Desde luego, es este un cuadro extremo. Es notorio que ha demostrado ser irrealizable, aun por breves períodos. Sólo los débiles han acatado un menoscabo tan grande de su libertad sexual; las naturalezas más fuertes, únicamente bajo una condición compensadora de que después hablaremos (ver nota(64)). La sociedad culta se ha visto precisada a aceptar calladamente muchas trasgresiones que según sus estatutos habría debido perseguir. Empero, no es lícito extraviar el juicio yéndose al otro lado y suponiendo que esa postura cultural sería inofensiva porque no consigue todos sus propósitos. La vida sexual del hombre culto ha recibido grave daño, impresiona a veces como una función que se encontrara en proceso involutivo, de igual modo que lo parecen nuestros dientes y nuestros cabellos en su condición de órganos. Probablemente se tiene derecho a suponer que ha experimentado un sensible retroceso en cuanto a su valor como fuente de sensaciones de felicidad, o sea, para el cumplimiento de nuestro fin vital (ver nota(65)). Muchas veces uno cree discernir que no es sólo la presión de la cultura, sino algo que está en la esencia de la función misma, lo que nos deniega la satisfacción plena y nos esfuerza por otros caminos. Acaso sea un error; es difícil decidirlo (ver nota(66)).
V
El trabajo psicoanalítico nos ha enseñado que son justamente estas frustraciones {denegaciones} de la vida sexual lo que los individuos llamados neuróticos no toleran. Ellos se crean, en sus síntomas, satisfacciones sustitutivas, que, empero, los hacen padecer por sí mismas o devienen fuentes de sufrimiento por depararles dificultades con el medio circundante y la sociedad. Lo segundo se comprende con facilidad; lo primero nos pone frente a un nuevo enigma. Ahora bien, la cultura exige otros sacrificios, además del de la satisfacción sexual.

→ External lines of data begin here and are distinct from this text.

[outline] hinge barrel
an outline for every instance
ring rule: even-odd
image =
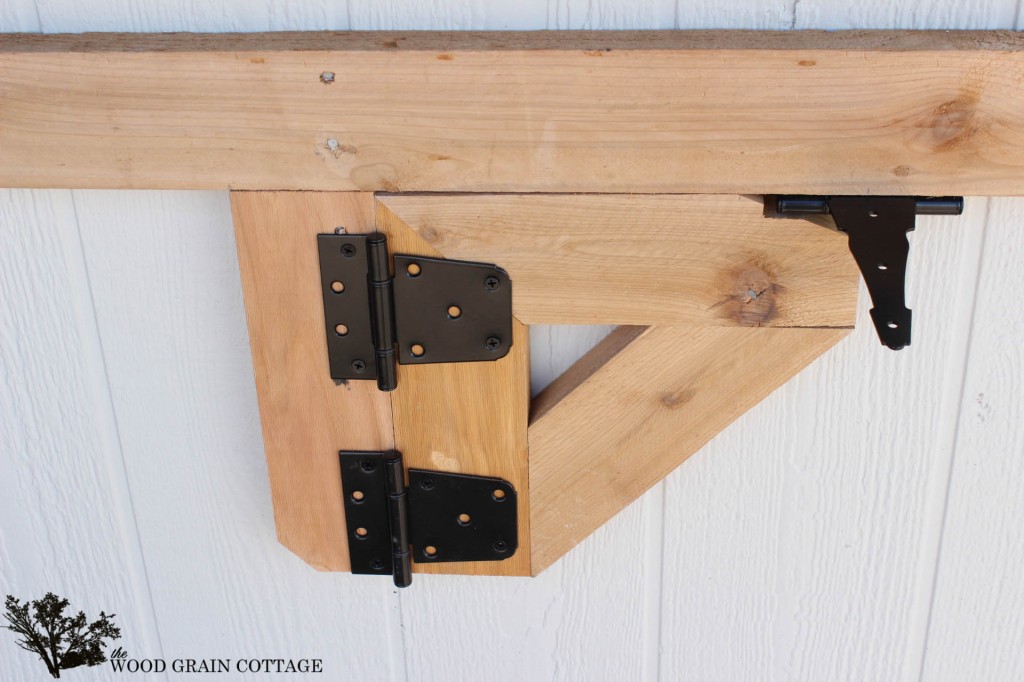
[[[765,207],[771,212],[771,203]],[[775,215],[778,217],[798,217],[801,215],[825,215],[832,212],[829,197],[816,196],[779,196],[774,201]],[[917,215],[960,215],[964,211],[963,197],[915,197],[914,213]]]
[[[387,478],[388,522],[391,525],[392,572],[396,587],[412,584],[412,555],[409,551],[409,504],[405,490],[402,453],[392,450],[384,460]]]
[[[370,318],[377,363],[377,388],[393,391],[398,386],[395,369],[395,304],[387,237],[375,232],[366,242],[369,258]]]

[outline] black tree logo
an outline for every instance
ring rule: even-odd
[[[54,677],[60,677],[61,670],[103,663],[107,660],[103,640],[121,636],[111,620],[115,614],[100,611],[100,617],[89,623],[84,611],[65,616],[67,607],[68,600],[52,592],[24,604],[7,595],[4,603],[3,615],[10,625],[3,627],[20,635],[18,646],[38,654]]]

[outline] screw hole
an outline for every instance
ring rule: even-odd
[[[413,357],[415,357],[415,358],[419,358],[419,357],[422,357],[422,356],[423,356],[423,354],[427,352],[427,349],[426,349],[426,348],[424,348],[423,346],[421,346],[421,345],[420,345],[420,344],[418,344],[418,343],[414,343],[414,344],[412,344],[412,346],[411,346],[411,347],[409,348],[409,352],[410,352],[410,353],[412,353],[412,356],[413,356]]]
[[[462,308],[457,305],[448,306],[448,319],[457,320],[462,317]]]
[[[494,551],[498,554],[504,554],[508,551],[508,543],[506,543],[504,540],[496,540],[494,544],[491,545],[491,547],[493,547]]]
[[[359,538],[360,540],[365,540],[366,536],[368,536],[369,534],[370,534],[370,531],[366,530],[365,528],[362,528],[362,527],[356,528],[356,537]]]
[[[885,326],[888,327],[889,329],[897,329],[899,327],[899,325],[896,324],[895,322],[889,322]]]
[[[433,545],[427,545],[423,548],[423,555],[428,559],[433,559],[437,556],[437,547],[434,547]]]
[[[469,522],[472,521],[472,520],[473,520],[473,518],[469,514],[459,514],[459,525],[460,526],[468,526]]]
[[[320,82],[324,83],[325,85],[330,85],[331,83],[333,83],[334,82],[334,72],[333,71],[324,71],[323,73],[321,73],[320,74]]]
[[[424,490],[433,490],[434,489],[434,479],[432,479],[432,478],[424,478],[422,481],[420,481],[420,487],[423,488]]]
[[[359,466],[366,473],[370,473],[371,471],[377,468],[377,463],[370,459],[364,459],[363,463],[360,464]]]
[[[486,289],[487,291],[494,291],[500,285],[501,281],[494,275],[484,278],[484,289]]]
[[[886,265],[885,263],[879,263],[879,264],[878,264],[878,269],[879,269],[879,270],[888,270],[888,269],[889,269],[889,266],[888,266],[888,265]]]
[[[370,559],[370,568],[372,568],[375,571],[383,571],[384,570],[384,560],[383,559],[378,559],[378,558]]]
[[[334,325],[334,333],[338,336],[348,336],[348,327],[343,324]]]
[[[410,277],[419,277],[420,273],[423,272],[423,268],[421,268],[417,263],[409,263],[409,265],[405,267],[405,272]]]
[[[877,218],[878,217],[878,211],[868,211],[868,216],[871,217],[871,218]]]
[[[491,497],[493,497],[496,502],[502,502],[505,499],[505,491],[501,488],[495,488],[491,491]]]
[[[360,502],[362,502],[365,499],[366,499],[366,495],[363,494],[362,490],[353,490],[352,491],[352,501],[355,502],[356,504],[359,504]]]
[[[355,247],[355,245],[354,244],[342,244],[341,245],[341,255],[344,256],[345,258],[351,258],[352,256],[356,255],[356,247]]]
[[[331,282],[331,291],[333,291],[336,294],[340,294],[341,292],[345,291],[344,282]]]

Hemos concebido la dificultad del desarrollo cultural como una dificultad universal del desarrollo; la recondujimos, en efecto, a la inercia de la libido, a su renuencia a abandonar una posición antigua por una nueva (ver nota(67)). Decimos más o menos lo mismo si derivamos la oposición entre cultura y sexualidad del hecho de que el amor sexual es una relación entre dos personas en que los terceros huelgan o estorban, mientras que la cultura reposa en vínculos entre un gran número de seres humanos. En el ápice de una relación amorosa, no subsiste interés alguno por el mundo circundante; la pareja se basta a sí misma, y ni siquiera precisa del hijo común para ser dichosa. En ningún otro caso el Eros deja traslucir tan nítidamente el núcleo de su esencia: el propósito de convertir lo múltiple en uno; pero tan pronto lo ha logrado en el enamoramiento de dos seres humanos, como lo consigna una frase hecha, no quiere avanzar más allá.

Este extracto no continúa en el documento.